Saturday, March 13, 2010

Touch the future

I recently implemented concurrency constructs for Streme, and I decided to go with future/touch.

(future exp) allows the programmer to say to the evaluator: I will need the value of exp some time in the future. This means the evaluator has more freedom in choosing when to evaluate exp. Some possibilities:

  1. Evaluate exp directly: this gives the future construct the semantics of the identity function.
  2. Evaluate exp when its value is needed: the future becomes a delay.
  3. The evaluation can start between 1 and 2, and in the best-case scenario the value is available when needed.
Of course, 3 is by far the most interesting option because exp can be concurrently evaluated with the rest of the program, including the thread that constructed the future. There is one "small" detail of course that should be mentioned: choosing between 1, 2 and 3 potentially changes the semantics of a program. More on that later.

(future exp) creates a future value that can be resolved by its cousin procedure touch. touch always returns the value of exp, but it is possible it has to wait for it to become available, so it is a blocking operation.

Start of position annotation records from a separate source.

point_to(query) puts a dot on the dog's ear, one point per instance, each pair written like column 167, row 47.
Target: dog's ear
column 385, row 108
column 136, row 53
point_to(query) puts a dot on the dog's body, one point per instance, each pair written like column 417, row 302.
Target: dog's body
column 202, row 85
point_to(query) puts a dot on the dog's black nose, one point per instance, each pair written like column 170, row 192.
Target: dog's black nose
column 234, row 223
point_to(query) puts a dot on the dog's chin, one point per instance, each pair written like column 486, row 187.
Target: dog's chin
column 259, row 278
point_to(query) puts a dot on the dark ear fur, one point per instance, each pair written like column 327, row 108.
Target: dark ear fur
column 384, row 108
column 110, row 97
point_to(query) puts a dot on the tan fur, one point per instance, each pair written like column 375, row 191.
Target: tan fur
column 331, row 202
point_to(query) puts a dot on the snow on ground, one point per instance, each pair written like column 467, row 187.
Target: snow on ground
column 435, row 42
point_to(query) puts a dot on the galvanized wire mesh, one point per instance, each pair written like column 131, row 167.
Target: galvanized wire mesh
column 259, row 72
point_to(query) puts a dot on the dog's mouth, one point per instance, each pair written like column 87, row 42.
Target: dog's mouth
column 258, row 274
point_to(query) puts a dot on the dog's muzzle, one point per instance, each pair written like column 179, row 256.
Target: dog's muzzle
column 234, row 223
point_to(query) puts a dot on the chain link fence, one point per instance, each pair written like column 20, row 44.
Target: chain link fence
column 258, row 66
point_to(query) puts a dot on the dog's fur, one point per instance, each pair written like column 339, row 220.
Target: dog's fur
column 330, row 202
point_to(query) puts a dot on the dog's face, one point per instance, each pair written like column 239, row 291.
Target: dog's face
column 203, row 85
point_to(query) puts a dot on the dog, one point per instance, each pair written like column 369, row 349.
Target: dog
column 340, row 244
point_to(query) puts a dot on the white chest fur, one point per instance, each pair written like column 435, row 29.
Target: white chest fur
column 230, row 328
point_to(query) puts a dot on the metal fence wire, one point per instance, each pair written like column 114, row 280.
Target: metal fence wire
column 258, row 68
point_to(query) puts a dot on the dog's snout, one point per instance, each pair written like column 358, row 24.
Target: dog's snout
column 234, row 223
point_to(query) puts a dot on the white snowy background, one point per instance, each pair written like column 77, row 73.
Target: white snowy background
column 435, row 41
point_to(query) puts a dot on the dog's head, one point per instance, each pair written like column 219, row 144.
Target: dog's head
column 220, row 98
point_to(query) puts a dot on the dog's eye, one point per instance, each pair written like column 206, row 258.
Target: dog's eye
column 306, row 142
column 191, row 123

Futures are first class values and can freely be passed around. So when is it necessary to use touch? At least before the value of exp is needed. And who has to perform the touch? Again some options:

  1. The programmer manually introduces touch where necessary.
  2. The evaluator, when needing a strict value, checks for futures and touches if necessary.
  3. The evaluator does value-flow analysis and introduces the necessary touch operations.
And again option 3 is the most attractive. Option 1 requires the programmer to keep track of where futures flow, which can increase the complexity of writing non-trivial programs. Option 2 incurs a performance penalty: if every time the evaluation of, say, (+ a b) actually becomes (let ((a-value (if (future? a) (touch a) a) (b-value (if (future? b) (touch b) b)) (+ a-value b-value)) at runtime, it is easy to see why this is so.

Options 2 and 3 makes the use of futures more transparent for the programmer, since he or she doesn't have to deal with touch explicitly. But wait... let's extend this principle. What if the evaluator can perform an analysis to decide where to introduce futures? That way, not only touch but also future becomes transparent, resulting in automatic parallelization.

The analysis needed for safe introduction of futures is dependency analysis. As said before, introducing futures can change the semantics of a program. The only way to make sure this doesn't happen is to check for interdependence between expressions. In short, if two expressions have no dependencies, evaluating them in parallel cannot change the meaning of a program.

So, to conclude, future and touch available at the source level in Streme only to manually test out concurrency in Streme. Ideally, in the near "future", the programmer should not worry about future/touch at all, since the evaluator will take care of it. Hopefully.